Der Richtplan: Wichtigstes Planungsinstrument der Kantone

Die 26 Kantone und rund 2’200 Gemeinden in der Schweiz verfügen – im Rahmen des eidgenössischen Raumplanungsgesetzes RPG – über viel Gestaltungsspielraum in der Raumplanung. Der Kanton ist auf seinem Territorium für eine umfassende behördenverbindliche Richtplanung zuständig. Die Gemeinden machen die grundeigentümer-verbindliche Nutzungsplanung.
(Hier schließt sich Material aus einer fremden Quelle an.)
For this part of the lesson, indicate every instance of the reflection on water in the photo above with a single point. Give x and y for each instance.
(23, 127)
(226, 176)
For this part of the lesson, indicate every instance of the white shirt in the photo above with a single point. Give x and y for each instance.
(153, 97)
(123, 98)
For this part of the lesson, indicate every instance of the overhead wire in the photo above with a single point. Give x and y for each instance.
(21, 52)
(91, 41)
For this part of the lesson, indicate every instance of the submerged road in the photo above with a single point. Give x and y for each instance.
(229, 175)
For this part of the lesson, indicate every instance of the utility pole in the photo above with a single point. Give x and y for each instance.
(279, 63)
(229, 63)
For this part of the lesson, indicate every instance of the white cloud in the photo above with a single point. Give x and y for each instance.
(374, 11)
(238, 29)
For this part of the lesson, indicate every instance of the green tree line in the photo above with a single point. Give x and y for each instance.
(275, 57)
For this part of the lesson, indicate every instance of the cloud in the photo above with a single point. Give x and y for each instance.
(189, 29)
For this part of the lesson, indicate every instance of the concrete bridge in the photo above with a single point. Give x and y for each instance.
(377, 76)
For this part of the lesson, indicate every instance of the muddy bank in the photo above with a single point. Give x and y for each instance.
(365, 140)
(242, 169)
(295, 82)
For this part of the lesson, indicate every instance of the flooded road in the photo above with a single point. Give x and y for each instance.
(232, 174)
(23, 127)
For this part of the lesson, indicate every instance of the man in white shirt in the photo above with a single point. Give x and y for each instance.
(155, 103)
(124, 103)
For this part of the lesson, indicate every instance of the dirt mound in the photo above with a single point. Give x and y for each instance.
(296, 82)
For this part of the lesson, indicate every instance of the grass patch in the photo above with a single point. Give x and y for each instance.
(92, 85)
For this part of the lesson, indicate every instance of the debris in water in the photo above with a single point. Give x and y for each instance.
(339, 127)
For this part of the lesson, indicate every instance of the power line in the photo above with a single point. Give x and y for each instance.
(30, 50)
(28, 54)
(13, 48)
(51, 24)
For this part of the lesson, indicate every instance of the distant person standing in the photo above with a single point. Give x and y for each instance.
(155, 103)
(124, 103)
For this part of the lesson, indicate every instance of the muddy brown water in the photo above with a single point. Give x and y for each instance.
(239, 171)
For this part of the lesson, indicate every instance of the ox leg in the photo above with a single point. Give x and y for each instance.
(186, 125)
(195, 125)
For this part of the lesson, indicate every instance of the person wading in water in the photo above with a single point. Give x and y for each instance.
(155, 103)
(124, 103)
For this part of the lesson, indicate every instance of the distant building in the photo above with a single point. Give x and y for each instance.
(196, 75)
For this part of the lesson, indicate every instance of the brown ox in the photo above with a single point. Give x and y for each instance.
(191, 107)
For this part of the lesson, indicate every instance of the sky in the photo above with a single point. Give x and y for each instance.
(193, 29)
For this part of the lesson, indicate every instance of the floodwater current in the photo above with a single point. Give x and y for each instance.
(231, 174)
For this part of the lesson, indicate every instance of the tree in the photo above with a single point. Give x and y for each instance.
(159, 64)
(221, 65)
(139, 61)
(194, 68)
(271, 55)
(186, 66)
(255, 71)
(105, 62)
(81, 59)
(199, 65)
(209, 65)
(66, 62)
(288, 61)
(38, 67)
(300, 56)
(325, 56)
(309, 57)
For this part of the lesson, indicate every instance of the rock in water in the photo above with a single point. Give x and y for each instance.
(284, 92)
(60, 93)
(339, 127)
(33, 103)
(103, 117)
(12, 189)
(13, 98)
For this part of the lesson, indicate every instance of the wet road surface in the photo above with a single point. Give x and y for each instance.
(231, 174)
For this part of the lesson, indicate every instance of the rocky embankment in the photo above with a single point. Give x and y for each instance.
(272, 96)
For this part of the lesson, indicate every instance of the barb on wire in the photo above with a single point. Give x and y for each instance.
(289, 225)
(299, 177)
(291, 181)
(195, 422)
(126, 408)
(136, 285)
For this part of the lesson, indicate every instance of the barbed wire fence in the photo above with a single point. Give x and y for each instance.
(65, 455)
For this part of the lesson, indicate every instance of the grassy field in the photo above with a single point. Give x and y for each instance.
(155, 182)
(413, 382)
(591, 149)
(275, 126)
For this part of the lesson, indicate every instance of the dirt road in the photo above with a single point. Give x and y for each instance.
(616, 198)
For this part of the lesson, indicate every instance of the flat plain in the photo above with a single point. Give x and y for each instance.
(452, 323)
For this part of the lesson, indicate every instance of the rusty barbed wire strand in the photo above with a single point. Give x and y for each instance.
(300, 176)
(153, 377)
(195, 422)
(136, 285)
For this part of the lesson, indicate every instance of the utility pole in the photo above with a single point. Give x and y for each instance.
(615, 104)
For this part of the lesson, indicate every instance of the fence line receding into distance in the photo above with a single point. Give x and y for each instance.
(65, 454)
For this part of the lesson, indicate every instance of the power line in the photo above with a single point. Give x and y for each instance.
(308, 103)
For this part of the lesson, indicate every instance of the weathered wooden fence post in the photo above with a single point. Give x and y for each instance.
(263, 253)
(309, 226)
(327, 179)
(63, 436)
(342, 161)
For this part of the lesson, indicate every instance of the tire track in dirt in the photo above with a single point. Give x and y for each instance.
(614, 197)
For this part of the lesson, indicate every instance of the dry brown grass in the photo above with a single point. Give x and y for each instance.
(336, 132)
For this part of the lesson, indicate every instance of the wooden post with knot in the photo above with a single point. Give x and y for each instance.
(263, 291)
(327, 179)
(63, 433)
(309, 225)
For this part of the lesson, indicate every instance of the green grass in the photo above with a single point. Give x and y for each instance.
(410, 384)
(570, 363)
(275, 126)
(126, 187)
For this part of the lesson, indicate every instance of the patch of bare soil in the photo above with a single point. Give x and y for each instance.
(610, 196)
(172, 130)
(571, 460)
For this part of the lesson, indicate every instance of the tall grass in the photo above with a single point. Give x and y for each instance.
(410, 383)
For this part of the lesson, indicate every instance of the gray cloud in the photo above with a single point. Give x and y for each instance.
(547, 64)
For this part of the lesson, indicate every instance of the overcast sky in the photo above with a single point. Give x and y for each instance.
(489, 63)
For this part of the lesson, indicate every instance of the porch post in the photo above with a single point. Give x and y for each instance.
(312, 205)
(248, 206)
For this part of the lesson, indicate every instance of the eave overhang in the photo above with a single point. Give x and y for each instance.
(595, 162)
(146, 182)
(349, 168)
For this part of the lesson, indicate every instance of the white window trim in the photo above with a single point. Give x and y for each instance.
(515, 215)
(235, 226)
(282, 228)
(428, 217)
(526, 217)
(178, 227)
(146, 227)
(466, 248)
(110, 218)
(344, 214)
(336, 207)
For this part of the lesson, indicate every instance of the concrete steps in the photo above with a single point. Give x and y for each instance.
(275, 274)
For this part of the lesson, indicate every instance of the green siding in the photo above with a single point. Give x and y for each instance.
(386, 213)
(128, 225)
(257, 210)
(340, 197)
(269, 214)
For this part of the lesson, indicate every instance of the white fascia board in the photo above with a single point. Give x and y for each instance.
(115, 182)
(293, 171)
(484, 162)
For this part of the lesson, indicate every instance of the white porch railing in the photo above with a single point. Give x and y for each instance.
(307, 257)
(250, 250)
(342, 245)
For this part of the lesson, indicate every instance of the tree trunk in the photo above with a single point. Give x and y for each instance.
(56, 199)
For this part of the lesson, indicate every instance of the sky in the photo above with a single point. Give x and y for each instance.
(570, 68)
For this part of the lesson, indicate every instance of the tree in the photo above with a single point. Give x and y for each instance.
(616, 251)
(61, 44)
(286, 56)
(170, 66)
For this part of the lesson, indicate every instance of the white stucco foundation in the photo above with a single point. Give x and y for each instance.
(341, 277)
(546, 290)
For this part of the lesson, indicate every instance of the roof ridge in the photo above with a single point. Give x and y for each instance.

Das wichtigste Planungsinstrument der Kantone ist der Richtplan.

Der kantonale Richtplan ist das zentrale Führungsinstrument der Kantone, um die räumliche Entwicklung zu steuern. Er dient als Drehscheibe zur Abstimmung von raumwirksamen Planungen und Projekten über alle staatlichen Ebenen und Sachbereiche hinweg.

Im Richtplan definiert der Kanton seine Planungsabsichten und stimmt sie mit den Vorhaben des Bundes und der Gemeinden ab. Dabei hat er darauf zu achten, dass der Handlungsspielraum der Planungsbehörden des Bundes und der Gemeinden gewahrt bleibt.

Das revidierte RPG, das am 1. Mai 2014 in Kraft trat, ist konsequent auf die Schaffung kompakter Siedlungen und die bessere Nutzung brachliegender oder ungenügend genutzter Flächen innerhalb des bestehenden Baugebiets ausgerichtet. Kantone und Gemeinden werden dabei stärker in die Pflicht genommen.

Das revidierte RPG definiert in Artikel 8a Mindestinhalte, welche die Kantone in ihre Richtpläne aufnehmen müssen: z.B. Aussagen zur Steuerung der Siedlungsentwicklung, zur Grösse der Siedlungsfläche und zur Siedlungsentwicklung nach innen.

Überarbeitung der Richtpläne bis Mai 2019

Seit dem 1. Mai 2014 läuft die fünfjährige Frist zur Anpassung der kantonalen Richtpläne. In dieser Zeit darf neues Land in der Regel nur eingezont werden, wenn die gleiche Fläche andernorts zeitgleich ausgezont wird. Liegt bis Mai 2019 kein vom Bundesrat genehmigter Richtplan vor, dürfen im gesamten Kanton überhaupt keine Einzonungen mehr vorgenommen werden.

Um dieses Bauzonenmoratorium möglichst kurz zu halten, sind die Kantone mit Hochdruck an der Überarbeitung ihrer Richtpläne. Zum Stand der Arbeiten: vgl. Übersicht des ARE.

EspaceSuisse beobachtet die Arbeiten der Kantone an ihren Richtplänen und berichtet darüber aktuell in ihren News auf dieser Website.

Im September 2017 hat EspaceSuisse (damals: VLP-ASPAN) in der Fachpublikation Raum & Umwelt eine Zwischenbilanz zu den Richtplan-Revisionen seit Inkrafttreten des revidierten RPG gezogen.

Wer ist für den kantonalen Richtplan zuständig?

Das RPG enthält nur sehr beschränkte Vorgaben an das Verfahren und die Zuständigkeiten bei der Richtplanung. Welche Behörde den Richtplan erlässt, ist deshalb je nach Kanton anders geregelt. In gewissen Kantonen erlässt die Regierung (Exekutive) den Richtplan, in anderen das Parlament. Zum Teil gibt es auch Mischformen.

Die Schweizerische Kantonsplanerkonferenz KPK hat zusammen mit EspaceSuisse (vormals VLP-ASPAN) eine Übersicht zur «Beschlussfassung von kantonalen Richtplänen» erstellt (Stand März 2017).